To verify the effectiveness of the proposed method, two baseline models were set up. One is to input only the shuttlecock position information without any player information, and the other is to input the shuttlecock and player position information without any player posture information.

Other Time-Series Models

LSTM was used as the model for trajectory prediction, but four other time-series models were also examined: an RNN [9], gated recurrent unit (GRU) [41], Transformer [42] and sequence-to-sequence learning with neural networks (Seq2Seq) [43]. The network parameters were set the same as in the proposed method model for all time-series models, except for the learning rate. Only the learning rate was set as shown in Table 3.

2.3.5. Data Augmentation Values

Experiments were conducted for data augmentation with different probabilities of left–right flipping and ranges of parallel shifts. The probability of left–right reversal was set to 0%, 25%, 50%, or 75%, where 0% means that the image is not flipped. The range of translation was set to 0 pixels, 50 pixels, or 100 pixels, where 0 means no translation.

2.3.6. The Number of Frames of Past/Future

Experiments were conducted with the number of past and future frames fixed at 4 and 12, respectively. For the results shown in Section 3.3, five different combinations of the number of past and future frames were tested by increasing the number of past frames from 4 to 12, while keeping the total number of past and future frames at 16.

3. Results

3.1. Comparison with Other Models

As for the quantitative evaluation, the results of comparing this method with the baseline methods and the methods using other time-series models are shown in Table 4 and Table 5. As a qualitative evaluation, the results of comparing this method with the two baseline methods are shown in Figure 8, and the results of comparing this method with methods using other time-series models are shown in Figure 9.

The proposed method shows the best results for ADE and FDE. It also qualitatively predicts the trajectories closest to the ground truth.
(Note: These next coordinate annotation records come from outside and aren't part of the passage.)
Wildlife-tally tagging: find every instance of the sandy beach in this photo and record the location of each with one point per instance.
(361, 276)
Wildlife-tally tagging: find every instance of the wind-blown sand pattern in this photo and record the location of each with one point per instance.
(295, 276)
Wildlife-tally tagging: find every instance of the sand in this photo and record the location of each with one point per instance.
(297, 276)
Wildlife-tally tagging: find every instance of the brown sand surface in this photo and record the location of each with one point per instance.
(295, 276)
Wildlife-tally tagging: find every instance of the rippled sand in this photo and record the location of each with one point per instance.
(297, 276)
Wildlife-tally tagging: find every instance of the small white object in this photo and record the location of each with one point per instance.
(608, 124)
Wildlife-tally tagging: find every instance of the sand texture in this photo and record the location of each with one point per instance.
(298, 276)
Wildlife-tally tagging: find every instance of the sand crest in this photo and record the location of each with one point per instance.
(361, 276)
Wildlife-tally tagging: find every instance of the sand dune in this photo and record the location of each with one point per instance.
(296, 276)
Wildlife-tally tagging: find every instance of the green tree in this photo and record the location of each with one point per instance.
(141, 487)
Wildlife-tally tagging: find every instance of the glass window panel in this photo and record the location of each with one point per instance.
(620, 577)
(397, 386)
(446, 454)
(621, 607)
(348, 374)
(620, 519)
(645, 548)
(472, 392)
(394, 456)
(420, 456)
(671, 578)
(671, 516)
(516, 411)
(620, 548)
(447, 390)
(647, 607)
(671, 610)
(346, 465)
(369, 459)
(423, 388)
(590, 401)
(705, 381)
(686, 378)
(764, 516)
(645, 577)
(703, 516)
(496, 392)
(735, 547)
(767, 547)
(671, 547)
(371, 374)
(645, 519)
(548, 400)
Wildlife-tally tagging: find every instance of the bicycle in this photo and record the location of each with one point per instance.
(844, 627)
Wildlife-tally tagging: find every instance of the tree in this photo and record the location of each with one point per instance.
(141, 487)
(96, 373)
Compared to the method with the baseline methods, the proposed method improves ADE by about 13% compared to the method using only the shuttlecock position information as input, and by about 8.4% compared to the method using the shuttlecock and player position information as input. This shows that the proposed method effectively uses all the information on the shuttlecock position, player position, and player posture. Compared to the method with the highest accuracy for each time-series model, the proposed method using LSTM improves ADE by about 9.8%, 5.0%, 20%, and 12% compared to the methods using RNN, GRU, Transformer, and Seq2Seq, respectively. Therefore, it is shown that the proposed method using LSTM is the best model among the time-series models considered.

3.2. Comparison by Data Augmentation Values

The results of the experiments with different probabilities of left–right flipping and different ranges of translation are shown in Table 6 and Table 7. The proposed method shows the best results for ADE and FDE. This indicates that a 50% probability of left–right flipping and a 50-pixel range of translation are appropriate among those considered in this study, and that the data augmentation is effective.

3.3. Comparison of the Number of Frames of Past/Future

The accuracy improves as the number of input frames increases and the number of frames to be predicted decreases as shown in Figure 10, Table 8 and Table 9.

4. Discussion and Conclusions

4.1. Limitation

This study proposed a method for predicting future trajectories in badminton match videos. However, several limitations exist in the framework.

The first limitation is the position of the cameras. The dataset used in this study includes high-level tournaments, such as the World Championships, all of which were recorded from a distance so that the entire court could be seen. This makes it easy to obtain information on shuttlecocks and players. However, recording from a distance requires equipment, such as a tripod and a photographer, making it difficult to set up a camera when attending a match alone or when there is no access to a suitable recording location. In addition, since the camera is recording from a distance, it is likely that people may pass in front of the camera. If there are many frames where the shuttlecock is not in the angle of view and cannot be tracked, it would be difficult to predict.

Second is the adaptation to sudden changes in trajectory. As shown in Figure 11, if the trajectory changes at the moment of hitting back or the moment the shuttlecock touches the floor, it is quite difficult to predict. Even if it could be predicted that the trajectory would change after bouncing back, the direction of the change could be wrong. In this method, the position and posture information of the player was input in addition to the shuttlecock’s position information, which enabled some frames to adapt to changes in trajectory, but there were still many frames that were difficult to predict.

4.2. Future Work

There are two things that need to be worked on in the future to make this research work with in-the-wild data.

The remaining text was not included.